Image by Leonardo Finotti
State Opera House, Berlin (Germany)
The reconstruction of the state opera house "Staatsoper Unter den Linden” (1741, Georg Wenzeslaus von Knobelsdorff) included improving the acoustics of the concert hall. First and foreground was the optimisation of the reverberation time. For this purpose the top floor ceiling was lifted by 5.0m. Creating additional space between the upper stands and the ceiling to fit a reverberation gallery comprising reflective and sound absorbing components. To form a visual space partition a mesh of fibre reinforced phosphate ceramics with a dimension of 250 m² has been installed in front of the wall cladding. The mesh size varies according to the parametric geometry formation from approx. 20cm side length to the surface areas without recesses at the upper edge with diameters of 3.5cm. A CNC five-axes robot milled the shapes out of a dense foam. This is followed by casting the ceramic matrix reinforced with glass-fibres. The multiple centre curve geometry allows for a segmental prefabrication of identical components with max. dimensions of 3.5 x 4.0m.
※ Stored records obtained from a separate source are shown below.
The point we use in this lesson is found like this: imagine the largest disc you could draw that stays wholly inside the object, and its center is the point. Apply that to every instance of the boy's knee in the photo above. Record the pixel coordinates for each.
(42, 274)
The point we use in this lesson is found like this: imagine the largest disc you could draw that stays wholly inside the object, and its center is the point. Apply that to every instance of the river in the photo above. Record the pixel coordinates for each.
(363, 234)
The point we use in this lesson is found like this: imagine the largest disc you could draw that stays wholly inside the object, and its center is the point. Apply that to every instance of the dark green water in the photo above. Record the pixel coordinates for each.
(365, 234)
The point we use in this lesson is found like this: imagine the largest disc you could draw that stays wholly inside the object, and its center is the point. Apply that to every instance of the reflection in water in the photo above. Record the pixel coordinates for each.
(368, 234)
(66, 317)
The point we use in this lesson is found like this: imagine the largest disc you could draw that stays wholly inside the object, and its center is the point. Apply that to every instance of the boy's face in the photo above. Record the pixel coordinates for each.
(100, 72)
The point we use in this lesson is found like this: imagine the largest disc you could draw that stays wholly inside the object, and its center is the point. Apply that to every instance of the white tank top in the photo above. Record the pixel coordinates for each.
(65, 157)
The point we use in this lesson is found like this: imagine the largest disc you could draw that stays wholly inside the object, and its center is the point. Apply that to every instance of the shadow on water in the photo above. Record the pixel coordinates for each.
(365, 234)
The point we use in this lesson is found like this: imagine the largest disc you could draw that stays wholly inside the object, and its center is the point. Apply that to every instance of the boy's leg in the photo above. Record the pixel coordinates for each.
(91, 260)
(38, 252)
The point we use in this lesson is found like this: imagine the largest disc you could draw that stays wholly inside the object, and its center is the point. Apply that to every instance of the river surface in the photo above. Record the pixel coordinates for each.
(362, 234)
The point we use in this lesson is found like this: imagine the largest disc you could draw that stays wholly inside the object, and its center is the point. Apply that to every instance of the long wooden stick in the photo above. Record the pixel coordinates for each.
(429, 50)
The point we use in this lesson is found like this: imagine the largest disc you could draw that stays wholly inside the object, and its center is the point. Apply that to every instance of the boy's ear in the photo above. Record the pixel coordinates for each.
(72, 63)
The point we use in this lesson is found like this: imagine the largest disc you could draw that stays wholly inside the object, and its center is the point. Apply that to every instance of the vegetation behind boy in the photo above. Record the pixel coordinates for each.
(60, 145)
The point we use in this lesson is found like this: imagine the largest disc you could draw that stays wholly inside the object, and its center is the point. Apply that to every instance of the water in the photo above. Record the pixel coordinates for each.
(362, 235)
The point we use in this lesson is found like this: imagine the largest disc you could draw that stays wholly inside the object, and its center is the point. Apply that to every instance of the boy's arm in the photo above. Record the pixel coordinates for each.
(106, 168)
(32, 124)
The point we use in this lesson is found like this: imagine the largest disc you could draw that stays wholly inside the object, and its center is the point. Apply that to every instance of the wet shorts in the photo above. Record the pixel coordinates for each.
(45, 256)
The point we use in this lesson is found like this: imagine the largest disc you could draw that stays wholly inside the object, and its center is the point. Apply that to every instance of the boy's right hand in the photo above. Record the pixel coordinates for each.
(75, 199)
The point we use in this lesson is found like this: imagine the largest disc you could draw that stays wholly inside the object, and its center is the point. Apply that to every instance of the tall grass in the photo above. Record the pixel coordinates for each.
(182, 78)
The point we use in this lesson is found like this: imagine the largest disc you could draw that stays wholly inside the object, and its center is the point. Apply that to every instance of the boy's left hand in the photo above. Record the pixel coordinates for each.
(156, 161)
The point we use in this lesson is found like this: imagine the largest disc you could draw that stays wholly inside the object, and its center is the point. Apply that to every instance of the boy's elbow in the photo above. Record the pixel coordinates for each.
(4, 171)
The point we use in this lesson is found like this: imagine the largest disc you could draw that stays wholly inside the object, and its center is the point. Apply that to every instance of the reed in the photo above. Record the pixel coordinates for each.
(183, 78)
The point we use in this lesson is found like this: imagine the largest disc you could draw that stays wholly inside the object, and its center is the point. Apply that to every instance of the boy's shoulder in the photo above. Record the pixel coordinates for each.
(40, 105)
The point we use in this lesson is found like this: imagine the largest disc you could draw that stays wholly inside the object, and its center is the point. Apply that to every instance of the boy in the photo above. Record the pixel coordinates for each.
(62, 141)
Since material behavior and mechanical properties have not been investigated before extensive testing series and research was necessary and conducted in collaboration with the Institute for Building Structures and Design (ITKE), University Stuttgart.
Peek & Cloppenburg Flagship Store, Cologne
The architect Renzo Piano designed a glazed dome for the textile company "Peek & Cloppenburg“. It features a skin consisting of 6,800 individual overlapping glass panes.
The five-storey department store in the inner-city Cologne is entirely wrapped into the free-formed facade shell. The vertically arranged trusses of wood slats and the horizontally running facade tubes are linked to the shell structure by diagonally stretching cables. The number of wood slats are graded from floor to floor according to the strain. The trusses of wood slats made of Siberian larch were completely prefabricated. Supporting the shell structure on just a few rigid positions of the carcass enables an almost complete isolation from distortion forces. On the forth floor the façade shell is attached by consoles. In order to maintain the impressive effect of the facade also inside, the ceilings do not touch the glass skin.
Image by Marcus Ebener
Trumpf Smart Factory, Chicago / USA
The new Trumpf showroom located in Chicago showcases machines used for sheet metal processing. Accordingly, both structure and façade of the building demonstrate, in an exemplary way, the wide spectrum of possibilities for the utilization of steel.
The main hall’s roof structure consists of Vierendeel trusses, which rest upon thin stilts. The trusses consist of laser cut metal sheets and support the roof as well as a ‘skywalk’ spanning the production hall offering visitors a bird’s-eye-view of the machines.
The façade is formed of vertical double-T-beams made from Corten steel positioned on the building’s exterior. Thermally insulated spacer elements ensure a firm connection between the steel beams and the aluminum curtain wall façade. The slim appearance of the façade was achieved by transferring the wind loads to the primary steel construction.
The same applies to the minimized detailing of the parapets as well as all connections, which could be developed discretely, thus focusing on the essential, defining aspects of the building.